How to Buy a New Windows PC if You Don’t Want Windows 8
Photo credit: Raysonho
Recently a family friend reached out with this conundrum: His six-year-old computer was on its last legs, and he was ready for a new machine. But he’d heard so many bad things about Windows 8, he’d confined his shopping to the smattering of Windows 7 systems available from the likes of Dell and Toshiba.
This is a not-uncommon scenario. Even though Windows 8 is approaching its second birthday, its reputation for being confusing, illogical, and largely inferior to Windows 7 remains.
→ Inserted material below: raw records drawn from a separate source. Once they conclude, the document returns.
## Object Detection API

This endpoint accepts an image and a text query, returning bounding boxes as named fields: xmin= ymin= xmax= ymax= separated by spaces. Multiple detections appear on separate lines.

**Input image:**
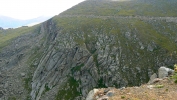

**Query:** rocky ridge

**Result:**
xmin=86 ymin=67 xmax=177 ymax=100
xmin=0 ymin=0 xmax=177 ymax=100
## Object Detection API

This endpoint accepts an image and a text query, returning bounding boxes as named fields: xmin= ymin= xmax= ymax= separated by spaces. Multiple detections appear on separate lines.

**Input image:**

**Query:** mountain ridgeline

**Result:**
xmin=0 ymin=0 xmax=177 ymax=100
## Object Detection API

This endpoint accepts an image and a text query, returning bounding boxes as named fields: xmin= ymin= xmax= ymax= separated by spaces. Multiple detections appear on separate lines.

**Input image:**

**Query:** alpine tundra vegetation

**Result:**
xmin=0 ymin=0 xmax=177 ymax=100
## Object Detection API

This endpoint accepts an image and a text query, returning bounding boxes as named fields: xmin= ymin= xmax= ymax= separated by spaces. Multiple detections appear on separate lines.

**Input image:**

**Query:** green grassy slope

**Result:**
xmin=61 ymin=0 xmax=177 ymax=17
xmin=0 ymin=25 xmax=39 ymax=50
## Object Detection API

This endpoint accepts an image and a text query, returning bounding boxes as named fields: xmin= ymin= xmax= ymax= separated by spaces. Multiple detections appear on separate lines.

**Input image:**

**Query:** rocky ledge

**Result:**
xmin=86 ymin=67 xmax=177 ymax=100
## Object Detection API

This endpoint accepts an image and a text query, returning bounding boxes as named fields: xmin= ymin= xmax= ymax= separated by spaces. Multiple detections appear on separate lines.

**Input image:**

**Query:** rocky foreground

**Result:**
xmin=86 ymin=67 xmax=177 ymax=100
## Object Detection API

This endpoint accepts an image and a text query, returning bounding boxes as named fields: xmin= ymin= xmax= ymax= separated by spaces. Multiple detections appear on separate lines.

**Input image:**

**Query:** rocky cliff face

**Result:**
xmin=0 ymin=0 xmax=177 ymax=100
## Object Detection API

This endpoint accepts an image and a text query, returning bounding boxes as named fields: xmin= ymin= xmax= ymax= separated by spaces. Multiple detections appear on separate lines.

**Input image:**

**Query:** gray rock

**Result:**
xmin=86 ymin=89 xmax=98 ymax=100
xmin=158 ymin=66 xmax=174 ymax=78
xmin=0 ymin=91 xmax=4 ymax=98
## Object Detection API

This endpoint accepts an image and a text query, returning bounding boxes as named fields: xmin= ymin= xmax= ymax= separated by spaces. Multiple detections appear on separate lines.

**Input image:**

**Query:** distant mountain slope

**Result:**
xmin=0 ymin=0 xmax=177 ymax=100
xmin=0 ymin=16 xmax=50 ymax=28
xmin=61 ymin=0 xmax=177 ymax=17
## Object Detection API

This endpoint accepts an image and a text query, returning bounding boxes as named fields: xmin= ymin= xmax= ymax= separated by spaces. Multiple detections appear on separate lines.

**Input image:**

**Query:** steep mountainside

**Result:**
xmin=0 ymin=0 xmax=177 ymax=100
xmin=0 ymin=15 xmax=51 ymax=29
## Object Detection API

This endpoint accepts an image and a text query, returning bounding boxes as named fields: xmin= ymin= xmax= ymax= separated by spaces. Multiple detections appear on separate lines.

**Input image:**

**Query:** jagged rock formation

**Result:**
xmin=0 ymin=0 xmax=177 ymax=100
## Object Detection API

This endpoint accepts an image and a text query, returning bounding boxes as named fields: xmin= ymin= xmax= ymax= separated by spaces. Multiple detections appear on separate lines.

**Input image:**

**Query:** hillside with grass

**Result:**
xmin=0 ymin=0 xmax=177 ymax=100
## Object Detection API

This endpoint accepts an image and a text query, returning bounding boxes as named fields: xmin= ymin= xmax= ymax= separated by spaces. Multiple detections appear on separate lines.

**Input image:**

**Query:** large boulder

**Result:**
xmin=86 ymin=89 xmax=98 ymax=100
xmin=158 ymin=66 xmax=174 ymax=78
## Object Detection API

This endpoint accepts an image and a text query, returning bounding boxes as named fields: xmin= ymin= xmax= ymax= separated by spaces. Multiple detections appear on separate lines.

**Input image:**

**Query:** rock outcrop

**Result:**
xmin=0 ymin=0 xmax=177 ymax=100
xmin=158 ymin=67 xmax=174 ymax=78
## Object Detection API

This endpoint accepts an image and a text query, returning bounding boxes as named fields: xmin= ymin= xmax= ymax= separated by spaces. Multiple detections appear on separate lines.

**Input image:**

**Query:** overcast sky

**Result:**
xmin=0 ymin=0 xmax=85 ymax=20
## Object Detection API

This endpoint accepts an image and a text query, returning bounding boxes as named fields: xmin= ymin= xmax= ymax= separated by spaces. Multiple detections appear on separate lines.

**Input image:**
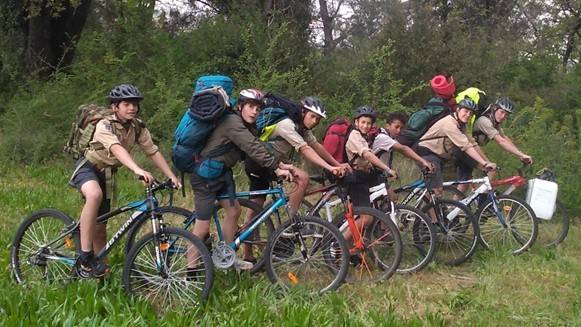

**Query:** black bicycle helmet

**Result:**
xmin=494 ymin=97 xmax=516 ymax=114
xmin=302 ymin=97 xmax=327 ymax=118
xmin=458 ymin=97 xmax=478 ymax=111
xmin=353 ymin=106 xmax=377 ymax=121
xmin=107 ymin=84 xmax=143 ymax=103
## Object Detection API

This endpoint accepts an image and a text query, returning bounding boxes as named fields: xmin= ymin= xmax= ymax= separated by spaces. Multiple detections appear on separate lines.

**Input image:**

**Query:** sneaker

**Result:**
xmin=234 ymin=257 xmax=254 ymax=270
xmin=77 ymin=258 xmax=110 ymax=278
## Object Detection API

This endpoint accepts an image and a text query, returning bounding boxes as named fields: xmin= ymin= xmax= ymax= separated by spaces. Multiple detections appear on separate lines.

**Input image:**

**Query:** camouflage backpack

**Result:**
xmin=64 ymin=104 xmax=143 ymax=160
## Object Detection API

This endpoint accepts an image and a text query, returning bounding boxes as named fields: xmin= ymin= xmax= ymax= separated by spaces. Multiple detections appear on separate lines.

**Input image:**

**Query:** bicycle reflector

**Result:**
xmin=287 ymin=271 xmax=299 ymax=285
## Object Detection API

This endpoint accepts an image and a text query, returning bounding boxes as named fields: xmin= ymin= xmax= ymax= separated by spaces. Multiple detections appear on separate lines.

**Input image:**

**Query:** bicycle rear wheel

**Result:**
xmin=373 ymin=203 xmax=438 ymax=273
xmin=535 ymin=200 xmax=569 ymax=247
xmin=335 ymin=207 xmax=403 ymax=283
xmin=123 ymin=228 xmax=214 ymax=311
xmin=265 ymin=217 xmax=349 ymax=293
xmin=10 ymin=209 xmax=80 ymax=283
xmin=424 ymin=200 xmax=479 ymax=266
xmin=476 ymin=195 xmax=538 ymax=254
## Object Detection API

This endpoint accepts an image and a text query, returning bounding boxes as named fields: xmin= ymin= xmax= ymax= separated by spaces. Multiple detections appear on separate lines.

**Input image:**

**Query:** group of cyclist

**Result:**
xmin=70 ymin=75 xmax=532 ymax=277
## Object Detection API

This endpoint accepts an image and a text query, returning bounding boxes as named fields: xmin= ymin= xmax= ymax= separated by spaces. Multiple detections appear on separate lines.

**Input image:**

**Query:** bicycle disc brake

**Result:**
xmin=212 ymin=242 xmax=236 ymax=269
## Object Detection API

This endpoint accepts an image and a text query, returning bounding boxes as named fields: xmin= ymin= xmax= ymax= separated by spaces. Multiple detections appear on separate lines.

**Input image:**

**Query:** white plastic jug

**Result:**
xmin=527 ymin=178 xmax=559 ymax=220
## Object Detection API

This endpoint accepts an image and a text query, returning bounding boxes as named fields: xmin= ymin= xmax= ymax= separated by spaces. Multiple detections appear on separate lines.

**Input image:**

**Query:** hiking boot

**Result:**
xmin=234 ymin=257 xmax=254 ymax=270
xmin=77 ymin=258 xmax=110 ymax=278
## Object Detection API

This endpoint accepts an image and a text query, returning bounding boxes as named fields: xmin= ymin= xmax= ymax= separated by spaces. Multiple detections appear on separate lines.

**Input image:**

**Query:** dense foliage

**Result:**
xmin=0 ymin=0 xmax=581 ymax=212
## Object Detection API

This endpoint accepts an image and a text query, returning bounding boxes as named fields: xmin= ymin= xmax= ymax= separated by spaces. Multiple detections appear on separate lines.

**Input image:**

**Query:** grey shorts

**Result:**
xmin=190 ymin=170 xmax=236 ymax=220
xmin=69 ymin=158 xmax=111 ymax=216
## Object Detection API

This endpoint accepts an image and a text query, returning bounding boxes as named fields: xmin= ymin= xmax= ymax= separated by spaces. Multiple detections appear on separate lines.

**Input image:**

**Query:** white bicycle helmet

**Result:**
xmin=302 ymin=97 xmax=327 ymax=119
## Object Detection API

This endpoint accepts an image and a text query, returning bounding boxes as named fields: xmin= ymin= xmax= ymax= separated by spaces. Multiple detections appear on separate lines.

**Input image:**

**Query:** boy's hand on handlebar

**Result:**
xmin=519 ymin=154 xmax=533 ymax=165
xmin=339 ymin=163 xmax=353 ymax=176
xmin=385 ymin=168 xmax=397 ymax=179
xmin=422 ymin=161 xmax=436 ymax=174
xmin=484 ymin=162 xmax=496 ymax=172
xmin=169 ymin=176 xmax=183 ymax=190
xmin=274 ymin=168 xmax=293 ymax=182
xmin=134 ymin=168 xmax=155 ymax=184
xmin=329 ymin=166 xmax=345 ymax=177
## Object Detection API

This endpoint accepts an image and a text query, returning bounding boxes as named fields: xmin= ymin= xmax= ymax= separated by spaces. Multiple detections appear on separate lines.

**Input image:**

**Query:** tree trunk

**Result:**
xmin=25 ymin=0 xmax=92 ymax=79
xmin=319 ymin=0 xmax=335 ymax=54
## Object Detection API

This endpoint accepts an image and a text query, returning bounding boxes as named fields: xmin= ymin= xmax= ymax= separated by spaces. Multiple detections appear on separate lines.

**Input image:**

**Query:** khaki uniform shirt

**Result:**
xmin=268 ymin=118 xmax=317 ymax=163
xmin=418 ymin=115 xmax=476 ymax=160
xmin=85 ymin=115 xmax=159 ymax=169
xmin=472 ymin=116 xmax=504 ymax=145
xmin=200 ymin=113 xmax=279 ymax=170
xmin=345 ymin=129 xmax=373 ymax=171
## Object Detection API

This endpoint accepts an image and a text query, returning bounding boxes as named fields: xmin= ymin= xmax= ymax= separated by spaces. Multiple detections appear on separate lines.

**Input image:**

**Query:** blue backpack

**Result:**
xmin=172 ymin=75 xmax=234 ymax=173
xmin=256 ymin=93 xmax=303 ymax=142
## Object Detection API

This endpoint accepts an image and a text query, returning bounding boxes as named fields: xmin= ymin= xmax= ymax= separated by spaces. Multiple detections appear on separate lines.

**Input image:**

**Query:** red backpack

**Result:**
xmin=323 ymin=118 xmax=352 ymax=163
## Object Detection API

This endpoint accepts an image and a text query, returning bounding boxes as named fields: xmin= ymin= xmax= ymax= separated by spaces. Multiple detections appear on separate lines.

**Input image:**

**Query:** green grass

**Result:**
xmin=0 ymin=163 xmax=581 ymax=326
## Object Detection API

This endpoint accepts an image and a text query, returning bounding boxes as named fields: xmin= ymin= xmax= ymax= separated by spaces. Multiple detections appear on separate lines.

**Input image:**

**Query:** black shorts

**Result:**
xmin=415 ymin=146 xmax=444 ymax=189
xmin=345 ymin=170 xmax=380 ymax=207
xmin=69 ymin=158 xmax=111 ymax=216
xmin=454 ymin=149 xmax=478 ymax=181
xmin=244 ymin=158 xmax=276 ymax=199
xmin=190 ymin=169 xmax=236 ymax=220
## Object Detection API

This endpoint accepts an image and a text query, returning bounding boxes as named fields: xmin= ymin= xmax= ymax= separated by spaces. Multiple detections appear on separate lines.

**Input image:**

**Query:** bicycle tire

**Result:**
xmin=123 ymin=227 xmax=214 ymax=311
xmin=334 ymin=207 xmax=403 ymax=283
xmin=265 ymin=216 xmax=349 ymax=293
xmin=535 ymin=200 xmax=570 ymax=247
xmin=373 ymin=203 xmax=438 ymax=274
xmin=10 ymin=209 xmax=80 ymax=283
xmin=424 ymin=200 xmax=480 ymax=266
xmin=476 ymin=195 xmax=538 ymax=255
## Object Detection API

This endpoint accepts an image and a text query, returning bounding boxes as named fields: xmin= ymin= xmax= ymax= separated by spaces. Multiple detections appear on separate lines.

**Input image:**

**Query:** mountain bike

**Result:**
xmin=10 ymin=181 xmax=213 ymax=309
xmin=301 ymin=176 xmax=430 ymax=273
xmin=296 ymin=176 xmax=403 ymax=282
xmin=444 ymin=168 xmax=570 ymax=247
xmin=394 ymin=176 xmax=480 ymax=265
xmin=396 ymin=176 xmax=537 ymax=254
xmin=128 ymin=179 xmax=349 ymax=292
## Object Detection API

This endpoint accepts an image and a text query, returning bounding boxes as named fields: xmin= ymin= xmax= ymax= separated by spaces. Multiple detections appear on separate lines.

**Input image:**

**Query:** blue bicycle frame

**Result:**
xmin=184 ymin=183 xmax=290 ymax=250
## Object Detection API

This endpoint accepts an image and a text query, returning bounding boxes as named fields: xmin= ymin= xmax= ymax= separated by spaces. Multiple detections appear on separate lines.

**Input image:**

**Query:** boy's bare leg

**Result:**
xmin=80 ymin=181 xmax=103 ymax=252
xmin=242 ymin=198 xmax=266 ymax=261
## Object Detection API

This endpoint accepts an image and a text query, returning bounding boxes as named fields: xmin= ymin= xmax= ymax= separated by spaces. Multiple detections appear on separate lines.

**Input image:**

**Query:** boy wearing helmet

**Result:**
xmin=417 ymin=98 xmax=496 ymax=204
xmin=372 ymin=112 xmax=433 ymax=201
xmin=244 ymin=97 xmax=349 ymax=220
xmin=472 ymin=97 xmax=533 ymax=164
xmin=343 ymin=106 xmax=397 ymax=241
xmin=191 ymin=89 xmax=295 ymax=270
xmin=69 ymin=84 xmax=181 ymax=277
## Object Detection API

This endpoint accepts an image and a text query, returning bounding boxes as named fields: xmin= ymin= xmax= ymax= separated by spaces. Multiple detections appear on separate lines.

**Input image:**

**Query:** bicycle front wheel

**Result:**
xmin=374 ymin=204 xmax=438 ymax=273
xmin=424 ymin=200 xmax=479 ymax=266
xmin=536 ymin=200 xmax=569 ymax=247
xmin=265 ymin=217 xmax=349 ymax=293
xmin=476 ymin=195 xmax=538 ymax=254
xmin=10 ymin=209 xmax=80 ymax=283
xmin=123 ymin=228 xmax=214 ymax=311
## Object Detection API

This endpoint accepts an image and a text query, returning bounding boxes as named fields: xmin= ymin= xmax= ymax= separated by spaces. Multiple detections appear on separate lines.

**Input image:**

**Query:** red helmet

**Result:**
xmin=430 ymin=75 xmax=456 ymax=99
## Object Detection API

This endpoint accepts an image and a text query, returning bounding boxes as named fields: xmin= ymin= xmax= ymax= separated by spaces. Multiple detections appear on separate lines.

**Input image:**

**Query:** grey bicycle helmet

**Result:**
xmin=458 ymin=97 xmax=478 ymax=111
xmin=107 ymin=84 xmax=143 ymax=103
xmin=494 ymin=97 xmax=515 ymax=114
xmin=353 ymin=106 xmax=377 ymax=121
xmin=238 ymin=89 xmax=264 ymax=104
xmin=302 ymin=97 xmax=327 ymax=119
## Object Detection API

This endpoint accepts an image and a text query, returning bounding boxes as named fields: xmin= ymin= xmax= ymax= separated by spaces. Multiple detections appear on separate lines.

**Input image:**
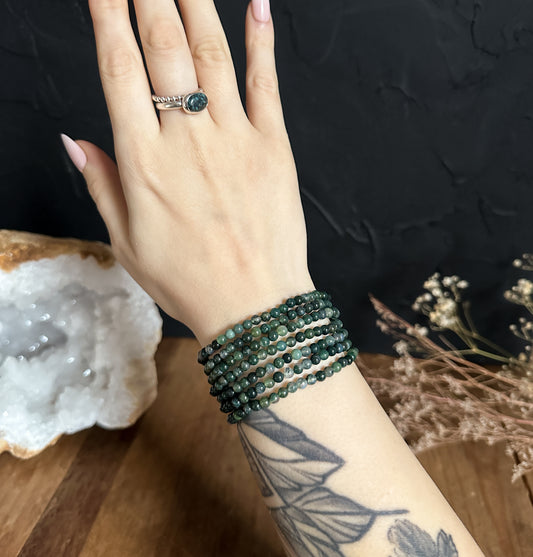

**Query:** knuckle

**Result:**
xmin=100 ymin=47 xmax=137 ymax=79
xmin=248 ymin=72 xmax=278 ymax=95
xmin=146 ymin=20 xmax=183 ymax=54
xmin=193 ymin=37 xmax=229 ymax=65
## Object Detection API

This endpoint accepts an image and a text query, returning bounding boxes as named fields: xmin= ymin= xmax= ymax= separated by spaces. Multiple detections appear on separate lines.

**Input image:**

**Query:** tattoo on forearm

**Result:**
xmin=238 ymin=410 xmax=458 ymax=557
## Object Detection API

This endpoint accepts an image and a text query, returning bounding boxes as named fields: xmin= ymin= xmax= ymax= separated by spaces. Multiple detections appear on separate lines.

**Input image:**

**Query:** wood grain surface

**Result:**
xmin=0 ymin=338 xmax=533 ymax=557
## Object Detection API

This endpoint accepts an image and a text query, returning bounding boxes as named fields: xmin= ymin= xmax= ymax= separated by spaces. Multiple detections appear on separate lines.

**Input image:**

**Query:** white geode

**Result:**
xmin=0 ymin=230 xmax=162 ymax=458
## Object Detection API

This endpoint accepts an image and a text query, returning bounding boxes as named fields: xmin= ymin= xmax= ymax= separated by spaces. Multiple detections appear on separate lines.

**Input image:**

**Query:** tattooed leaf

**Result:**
xmin=437 ymin=530 xmax=459 ymax=557
xmin=388 ymin=520 xmax=459 ymax=557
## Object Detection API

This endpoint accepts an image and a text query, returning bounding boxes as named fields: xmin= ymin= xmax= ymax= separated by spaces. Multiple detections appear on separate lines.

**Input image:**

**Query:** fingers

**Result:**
xmin=246 ymin=0 xmax=286 ymax=134
xmin=89 ymin=0 xmax=159 ymax=135
xmin=179 ymin=0 xmax=244 ymax=125
xmin=69 ymin=138 xmax=128 ymax=247
xmin=135 ymin=0 xmax=198 ymax=109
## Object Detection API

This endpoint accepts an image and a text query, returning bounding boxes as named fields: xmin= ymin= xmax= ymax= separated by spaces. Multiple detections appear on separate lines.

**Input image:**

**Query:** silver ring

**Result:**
xmin=152 ymin=88 xmax=209 ymax=114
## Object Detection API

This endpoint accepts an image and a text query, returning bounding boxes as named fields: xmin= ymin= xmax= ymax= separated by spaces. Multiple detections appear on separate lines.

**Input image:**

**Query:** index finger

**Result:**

Indeed, anyone accustomed to Microsoft’s previous operating systems tends to balk at the idea of battling the Windows 8 learning curve. (Just how steep that curve is depends on your overall tech-savvy. I consider myself an advanced user, and I still find 8 unintuitive.)
So if you’re in the market for a new PC, do you really have to seek out Windows 7 relics from the darker corners of online stores? Do you have to pay some geek squad to “downgrade” a newer machine to Windows 7? Do you have to just suck it up and suffer with Windows 8?
The answer to all three questions: no.
My advice to my friend, and to you, goes like this: Buy a Windows 8 machine, but pretend it has Windows 7. Crazy? No, ingenious! See, Windows 8 does afford some benefits that make it worth having, not the least of which are more robust baked-in security features and much faster boot/shutdown capabilities. Plus, there’s a refresh option that can restore Windows to a faster, better-working state without affecting your files.
What’s more, choosing Windows 8 means you get considerably more buying options, including ultra-thin, ultra-light Ultrabooks, laptops with touch-powered displays, and various hybrid/convertible machines that can alternate between laptop and tablet modes.
“But, Rick!” you say. “Now I’m stuck with all those dumb tiles. My new computer won’t work the way my old one does.”
Wrong! Windows 8 actually has Windows 7 underpinnings, and in fact you can make the former look and operate exactly like the latter. Just set it to boot directly to Desktop mode, then install a Start-button utility that replaces Microsoft’s rather neutered version.
Presto! Now your spiffy new Windows 8 PC looks and feels totally familiar. You don’t ever have to visit that tile-heavy “Metro” interface again, not unless you want to. And, who knows, maybe you’ll decide you like it after all. Stranger things have happened.
By the way, my Start-button replacement of choice is Classic Shell. It’s what I’m using at this very moment to make my Windows 8 Ultrabook function like a Windows 7 Ultrabook. See? Best of all possible worlds. You’re welcome.